Despite severe economic woes, the Soviet Union spent about $19 billion on its space program between 1986 and 1990 - less than half NASA's total - and plans to spend up to $21 billion over the next four years, a magazine reported Friday.
Aviation Week & Space Technology magazine reported that roughly $12.4 billion of the Soviet space budget between 1991 and 1995 will be devoted to military activity with the rest going to civilian and scientific projects.In contrast, the National Aeronautics and Space Administration's budgets from 1986 through 1990 totaled about $51 billion, which does not include the cost of military space activity.
The Soviet figures were provided by Gregori Cherniavsky, chief of the Soviet flight control institute, in an unusually candid talk before the American Institute of Aeronautics and Astronautics.

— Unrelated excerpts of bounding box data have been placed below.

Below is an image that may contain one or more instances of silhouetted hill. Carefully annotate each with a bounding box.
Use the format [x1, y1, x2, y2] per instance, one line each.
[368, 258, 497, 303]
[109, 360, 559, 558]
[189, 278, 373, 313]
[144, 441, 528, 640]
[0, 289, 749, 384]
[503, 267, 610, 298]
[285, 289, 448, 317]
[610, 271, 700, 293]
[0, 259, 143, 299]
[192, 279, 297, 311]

While Soviet space spending is increasing slightly over the next few years, Cherniavsky said officials are struggling to find ways to improve efficiency and are even taking advice from a White House advisory panel to NASA that called for tailoring programs to realistic budget projections.
While the Soviets believe they lead the world in rocket propulsion, Cherniavsky said too many different types of launch vehicles are in use and too much secrecy has stifled the space industry, which has underestimated the value of advanced electronics.
But by the middle of the decade, the Soviets hope to have an improved satellite communications system in operation, including an electronic mail system and a sophisticated satellite television system.